Dziś w wielu wypadkach określenie „strój wieczorowy” to bardziej skrót myślowy, który ma zniechęcać do jeansów, swetrów i sportowych butów. Rzadko oznacza konieczność wyboru długiej sukni w przypadku kobiet oraz smokingu czy fraka przez mężczyzn. To bardziej złoty środek, pomiędzy tym, co powszednie i eleganckie. Rygorystyczne podziały na stroje dzienne, koktajlowe, popołudniowe i wieczorowe złagodniały, a różnice zaczęły się zacierać.
Zdarzają się jednak okazje wyjątkowe, jak gala Polskich Nagród Filmowych Orły, gdzie strój wieczorowy jest traktowany bardzo dosłownie. I słusznie.

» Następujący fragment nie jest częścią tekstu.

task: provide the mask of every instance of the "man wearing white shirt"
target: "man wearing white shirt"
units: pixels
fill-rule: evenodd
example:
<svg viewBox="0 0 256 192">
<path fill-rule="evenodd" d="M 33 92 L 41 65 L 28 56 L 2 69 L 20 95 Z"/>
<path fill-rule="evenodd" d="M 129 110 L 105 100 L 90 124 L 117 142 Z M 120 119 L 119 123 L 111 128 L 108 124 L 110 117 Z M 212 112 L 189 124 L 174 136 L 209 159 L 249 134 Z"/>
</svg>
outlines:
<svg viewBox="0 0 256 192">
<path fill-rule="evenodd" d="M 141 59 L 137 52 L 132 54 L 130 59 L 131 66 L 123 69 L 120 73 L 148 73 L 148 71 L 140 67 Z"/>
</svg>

Elegancka suknia wieczorowa to suknia długa do ziemi, z dekoltem, z pięknych materiałów, zdobionych draperiami, falbanami lub koronkami. Dozwolony jest negliż, ale umiejętnie dawkowany. Zadbane ciało można eksponować poprzez rozcięcia, głębokie dekolty czy przeźroczystości, ważne, by odbywało się to w granicach dobrego smaku.
Dziś przyglądam się jednej z aktorek obecnych na gali - Joannie Orleańskiej. Jej stylizacja okazała się być jedną z najodważniejszych. Wszystko za sprawą odsłoniętego dekoltu i nogi. Czy mieści się to w normach pozostawiam Państwa ocenie.
Czerń jest najbardziej eleganckim z kolorów, ale nie oznacza, że jest jedyny na okoliczność wieczorową. Uroda pani Joanny domaga się delikatniejszych barw, albo chociaż odrobinę mocniejszego makijażu, żeby uzyskać efekt harmonii.
Średnio przekonuje mnie stylizacja mojej dzisiejszej bohaterki. Choć jest poprawna, nie zachwyca blaskiem. I proszę tego określenia nie traktować dosłownie, bo błyszczeć można na wiele różnych sposobów.